Here’s a scary statistic: More hospitals are closing their doors in rural Texas communities than anywhere else in the country.
This is not new information. But in the era of COVID-19, its significance is magnified by a spike in infections and hospital overcrowding. Just when we need more hospital beds and high-quality medical care, Texans have fewer options.
Since 2010, 17 of the nation’s 100-plus rural hospital closures have occurred here in our state. When a hospital or medical provider closes its doors, it creates a ripple effect that can stretch far beyond the community. Investigators at the University of Alabama at Birmingham have studied this ripple effect, examining how hospital closures in the United States affected medical services. They found rural hospital closures resulted in up to 1% of the population no longer being able to access a hospital within 15 minutes, and that a third of the closed hospitals were more than 20 miles from the nearest remaining facility — a time frame that could be devastating in medical emergencies such as heart attack, stroke or traumatic injury.
There are more COVID-19-related hospitalizations in Texas than ever before, and our state has more cases than any other. We need every player on the field, and we need policy solutions that create more resources for Texans.

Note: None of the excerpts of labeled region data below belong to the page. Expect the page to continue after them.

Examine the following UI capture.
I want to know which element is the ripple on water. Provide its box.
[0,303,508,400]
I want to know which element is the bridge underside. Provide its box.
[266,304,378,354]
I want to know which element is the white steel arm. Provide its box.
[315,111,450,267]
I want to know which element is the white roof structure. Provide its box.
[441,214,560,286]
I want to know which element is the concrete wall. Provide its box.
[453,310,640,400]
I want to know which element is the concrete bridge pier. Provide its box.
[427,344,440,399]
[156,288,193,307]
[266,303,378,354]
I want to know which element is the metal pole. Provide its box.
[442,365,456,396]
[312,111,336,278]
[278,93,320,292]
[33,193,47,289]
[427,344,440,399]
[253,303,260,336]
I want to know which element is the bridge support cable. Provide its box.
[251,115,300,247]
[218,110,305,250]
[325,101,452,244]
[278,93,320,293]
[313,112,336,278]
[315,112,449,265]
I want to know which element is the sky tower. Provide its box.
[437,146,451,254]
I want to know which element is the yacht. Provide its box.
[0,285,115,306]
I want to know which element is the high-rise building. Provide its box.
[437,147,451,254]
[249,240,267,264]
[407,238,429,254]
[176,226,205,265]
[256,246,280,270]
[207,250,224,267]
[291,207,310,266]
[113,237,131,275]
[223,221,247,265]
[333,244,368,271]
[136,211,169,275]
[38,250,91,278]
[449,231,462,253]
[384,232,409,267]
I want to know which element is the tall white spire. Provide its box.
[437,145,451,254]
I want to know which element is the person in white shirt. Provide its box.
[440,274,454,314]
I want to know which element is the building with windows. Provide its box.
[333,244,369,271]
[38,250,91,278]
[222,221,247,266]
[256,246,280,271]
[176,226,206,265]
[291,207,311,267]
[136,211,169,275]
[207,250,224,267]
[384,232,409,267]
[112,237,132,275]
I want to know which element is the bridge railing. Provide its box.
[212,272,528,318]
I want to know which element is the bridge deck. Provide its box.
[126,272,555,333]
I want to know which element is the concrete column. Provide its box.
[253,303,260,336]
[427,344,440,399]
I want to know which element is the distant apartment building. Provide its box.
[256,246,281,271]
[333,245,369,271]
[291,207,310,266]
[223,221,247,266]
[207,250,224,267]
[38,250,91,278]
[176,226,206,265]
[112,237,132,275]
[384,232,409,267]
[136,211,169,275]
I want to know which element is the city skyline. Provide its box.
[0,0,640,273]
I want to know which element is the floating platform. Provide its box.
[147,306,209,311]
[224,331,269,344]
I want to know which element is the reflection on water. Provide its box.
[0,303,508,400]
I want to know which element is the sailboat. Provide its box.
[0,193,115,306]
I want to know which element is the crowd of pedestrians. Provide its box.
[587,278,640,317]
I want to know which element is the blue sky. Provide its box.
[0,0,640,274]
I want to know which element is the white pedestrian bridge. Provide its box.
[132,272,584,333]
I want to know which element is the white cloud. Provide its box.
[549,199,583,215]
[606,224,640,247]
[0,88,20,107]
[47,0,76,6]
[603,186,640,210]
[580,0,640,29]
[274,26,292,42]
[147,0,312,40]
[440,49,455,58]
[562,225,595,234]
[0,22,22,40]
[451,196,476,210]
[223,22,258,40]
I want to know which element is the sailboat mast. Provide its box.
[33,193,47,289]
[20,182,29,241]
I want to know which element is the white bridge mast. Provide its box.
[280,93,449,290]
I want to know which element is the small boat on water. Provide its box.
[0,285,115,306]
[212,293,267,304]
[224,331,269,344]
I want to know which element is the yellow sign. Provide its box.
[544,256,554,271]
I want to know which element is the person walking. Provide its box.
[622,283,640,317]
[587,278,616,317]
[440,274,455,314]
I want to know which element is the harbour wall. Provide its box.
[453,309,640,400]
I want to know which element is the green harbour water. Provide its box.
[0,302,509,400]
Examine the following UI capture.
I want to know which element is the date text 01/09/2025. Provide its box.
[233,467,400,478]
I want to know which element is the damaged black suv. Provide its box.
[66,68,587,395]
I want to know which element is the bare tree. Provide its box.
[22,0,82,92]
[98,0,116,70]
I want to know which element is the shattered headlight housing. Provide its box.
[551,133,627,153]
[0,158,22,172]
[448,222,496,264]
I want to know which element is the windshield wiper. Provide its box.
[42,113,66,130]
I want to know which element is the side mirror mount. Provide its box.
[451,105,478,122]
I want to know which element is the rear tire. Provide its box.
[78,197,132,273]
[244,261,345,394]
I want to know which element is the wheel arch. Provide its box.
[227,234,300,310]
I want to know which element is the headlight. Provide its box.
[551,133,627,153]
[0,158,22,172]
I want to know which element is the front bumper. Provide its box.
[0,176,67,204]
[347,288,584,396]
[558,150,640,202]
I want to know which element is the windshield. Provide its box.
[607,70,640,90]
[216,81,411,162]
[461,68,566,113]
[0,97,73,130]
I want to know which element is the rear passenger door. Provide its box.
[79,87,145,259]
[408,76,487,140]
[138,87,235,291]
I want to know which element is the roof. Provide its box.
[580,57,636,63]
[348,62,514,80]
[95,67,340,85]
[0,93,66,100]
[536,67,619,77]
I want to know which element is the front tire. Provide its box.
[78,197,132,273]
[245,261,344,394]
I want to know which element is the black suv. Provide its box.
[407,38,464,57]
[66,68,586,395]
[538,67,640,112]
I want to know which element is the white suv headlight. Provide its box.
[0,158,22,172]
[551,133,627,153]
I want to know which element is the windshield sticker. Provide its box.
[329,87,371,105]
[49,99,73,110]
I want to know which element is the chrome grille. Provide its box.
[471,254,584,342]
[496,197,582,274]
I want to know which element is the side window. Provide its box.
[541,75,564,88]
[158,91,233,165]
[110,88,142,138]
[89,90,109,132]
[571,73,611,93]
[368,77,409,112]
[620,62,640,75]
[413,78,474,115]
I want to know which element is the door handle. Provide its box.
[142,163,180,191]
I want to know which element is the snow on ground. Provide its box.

Today, there are more than 200 freestanding emergency centers (FECs) with 1,500 beds in Texas that could help fill the gaps in our rural communities as well as urban and suburban areas throughout the state where critical access to medical care is needed as hospitals fill up.
Freestanding Emergency Centers are stand-alone emergency rooms that are open 24/7, fully equipped for all medical emergencies and closely regulated by the state. They are often closer than hospitals to many Texans and have consistently lower wait times than hospital emergency rooms. But currently, FECs are an underused resource in the Texas pandemic response plan, capable of much more than providing emergency care alone.
Freestanding Emergency Centers are not permitted to provide non-emergency care such as out-patient services, even though they possess all the resources to do so. In other words, if you have an emergency like a broken arm or even have a heart attack — we’ve got you. But if you simply need out-patient lab work or an X-ray, our members could do that, if they were allowed.
FECs are already equipped for out-patient services like testing, infection assessment, pharmacy, lab work, radiology and other vital services. In these times, the ability for Freestanding Emergency Centers to offer higher quality care at a lower cost would be a huge benefit to Texans.
The need for Freestanding Emergency Centers to offer non-emergent care will be even greater when a COVID-19 vaccine is approved. FECs’ 24/7 schedule, accessibility and short wait times will be vital in administering vaccines.
In a time when every doctor, nurse, healthcare provider and facility is needed in our state more than ever, FECs are ready. Our message to the State is “put me in coach.”
The Texas Association of Freestanding Emergency Centers (TAFEC) is a member-based association representing more than 120 freestanding emergency centers in Texas.